Иногда Пахомову начинало казаться, что все написанное им за долгие годы неудачно, и он давал себе слово больше не браться за писательство, которое приносило только стыд и разочарование. Но стыд проходил, боль притуплялась, и он уже глядел на свои книги и пьесы другими глазами: «Да не так уж и плохо. Ведь печатают и ставят такое. Конечно, есть Толстой, Шолохов. Но что из того?»
И вот этот роман — самоотречение от всего, что сделано и написано за двадцать лет.
Пять лет назад Степан Пахомов свернул с наезженной дороги и взялся за книгу, которая лежала в стороне от всех хоженых им троп. Это был роман о человеке, созидателе по натуре, у которого совсем иной отсчет добра и зла, долга и верности, предательства и других ценностей бытия.
Он знал, что эта книга в том дерзком замысле, в каком он ее видел, была выше его сил и таланта.
Пахомов нарушил свое же правило писать не то, что хочешь, а то, что можешь, и все эти пять лет жестоко расплачивался за свою дерзость. Были написаны, изорваны, вновь написаны сотни страниц. Роман много раз подходил к концу, уже писались последние фразы и даже последнее слово «все». (Он и сейчас был уверен, что в конце романа должно стоять именно это всеобъемлющее, короткое слово, которое завершает жизнь произведения.)
Им, этим словом, закончится и его жизнь. Он знает даже, как это будет, потому что с ним уже происходило близкое тому. В студенческие годы на соревнованиях вузов города по легкой атлетике он бежал последним в эстафете. Она называлась тогда «большая шведская». Команда политехников проигрывала, и Степан под рев стадиона наверстывал упущенное его товарищами. Когда он коснулся грудью красной ленточки на финише (тогда были еще эти ленточки!), в мозгу коротким замыканием вспыхнуло слово «все» — и он упал на дорожку.

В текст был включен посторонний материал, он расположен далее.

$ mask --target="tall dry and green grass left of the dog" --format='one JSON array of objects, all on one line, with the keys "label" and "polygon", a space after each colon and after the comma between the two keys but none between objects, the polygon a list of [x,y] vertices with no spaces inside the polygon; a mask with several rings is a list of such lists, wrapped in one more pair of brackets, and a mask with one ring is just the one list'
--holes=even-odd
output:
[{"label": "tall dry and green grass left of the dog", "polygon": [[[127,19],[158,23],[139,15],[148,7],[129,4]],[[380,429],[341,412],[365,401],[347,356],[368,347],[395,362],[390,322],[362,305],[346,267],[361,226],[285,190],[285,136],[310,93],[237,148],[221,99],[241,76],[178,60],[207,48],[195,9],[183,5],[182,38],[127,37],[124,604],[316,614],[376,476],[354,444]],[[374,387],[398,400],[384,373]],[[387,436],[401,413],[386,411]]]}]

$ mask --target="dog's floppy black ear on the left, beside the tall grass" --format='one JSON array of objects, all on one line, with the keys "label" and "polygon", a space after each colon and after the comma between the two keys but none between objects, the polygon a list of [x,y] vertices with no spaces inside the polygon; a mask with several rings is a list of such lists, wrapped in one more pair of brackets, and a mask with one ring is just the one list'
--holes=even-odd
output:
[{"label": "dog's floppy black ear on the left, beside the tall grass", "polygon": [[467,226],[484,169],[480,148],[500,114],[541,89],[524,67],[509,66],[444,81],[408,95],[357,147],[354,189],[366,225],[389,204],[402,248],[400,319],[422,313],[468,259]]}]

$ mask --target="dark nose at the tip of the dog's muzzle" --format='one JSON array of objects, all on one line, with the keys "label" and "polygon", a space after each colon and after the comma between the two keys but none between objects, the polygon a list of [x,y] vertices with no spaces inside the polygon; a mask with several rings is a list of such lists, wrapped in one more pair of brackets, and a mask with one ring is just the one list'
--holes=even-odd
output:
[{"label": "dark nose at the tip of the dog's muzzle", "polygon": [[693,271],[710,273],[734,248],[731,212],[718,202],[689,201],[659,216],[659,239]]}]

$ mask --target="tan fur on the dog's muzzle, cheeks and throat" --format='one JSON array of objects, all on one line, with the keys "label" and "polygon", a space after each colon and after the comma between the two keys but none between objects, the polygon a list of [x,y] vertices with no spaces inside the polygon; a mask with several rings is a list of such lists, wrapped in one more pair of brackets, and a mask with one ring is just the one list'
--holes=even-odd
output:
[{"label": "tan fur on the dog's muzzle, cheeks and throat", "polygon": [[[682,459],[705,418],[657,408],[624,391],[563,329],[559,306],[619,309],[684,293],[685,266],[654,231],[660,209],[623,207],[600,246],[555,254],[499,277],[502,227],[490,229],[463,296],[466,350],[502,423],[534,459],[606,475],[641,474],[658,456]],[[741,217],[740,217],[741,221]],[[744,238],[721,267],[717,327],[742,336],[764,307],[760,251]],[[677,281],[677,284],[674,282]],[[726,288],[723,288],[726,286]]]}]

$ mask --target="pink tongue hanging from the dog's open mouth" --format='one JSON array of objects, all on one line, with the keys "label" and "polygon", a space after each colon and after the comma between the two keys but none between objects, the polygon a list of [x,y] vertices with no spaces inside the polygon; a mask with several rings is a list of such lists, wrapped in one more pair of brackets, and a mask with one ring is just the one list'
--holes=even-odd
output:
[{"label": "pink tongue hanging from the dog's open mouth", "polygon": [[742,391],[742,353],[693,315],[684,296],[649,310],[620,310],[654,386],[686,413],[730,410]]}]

Книга не получалась, материал оказывал сопротивление, расползался, рос в сторону. У Пахомова опускались руки, он бросал писать, рвал страницы, старался отвлечься от работы, берясь за очерки и статьи для журналов и газет. Но это не могло продолжаться долго, и он опять садился за письменный стол. Пахомов не мог уйти от своей работы, как не может человек уйти от самого себя.
Встреча с Буровым и разговор с Олегом будто повернули в нем невидимый рычажок, и перед ним приоткрылась тайна его неудачи. Он все сделал правильно, когда задумал книгу, совсем непохожую на те, которые он писал до сих пор. В литературе, как и в жизни, нужно новое, непережитое. Без этого жизнь станет пресной, а литература мертвеет. Все так. Толстой говорил: без новизны нет искусства. Но Пахомов не рассчитал соотношения искусства и жизни. Кто-то из мудрых говорил, что оно такое же, как у математики и физики. Это очень точное указание. Искусство не жизнь, но оно может рассчитать жизнь и изобразить ее в условных символах и образах так же, как математика в цифрах и знаках изобразить физику.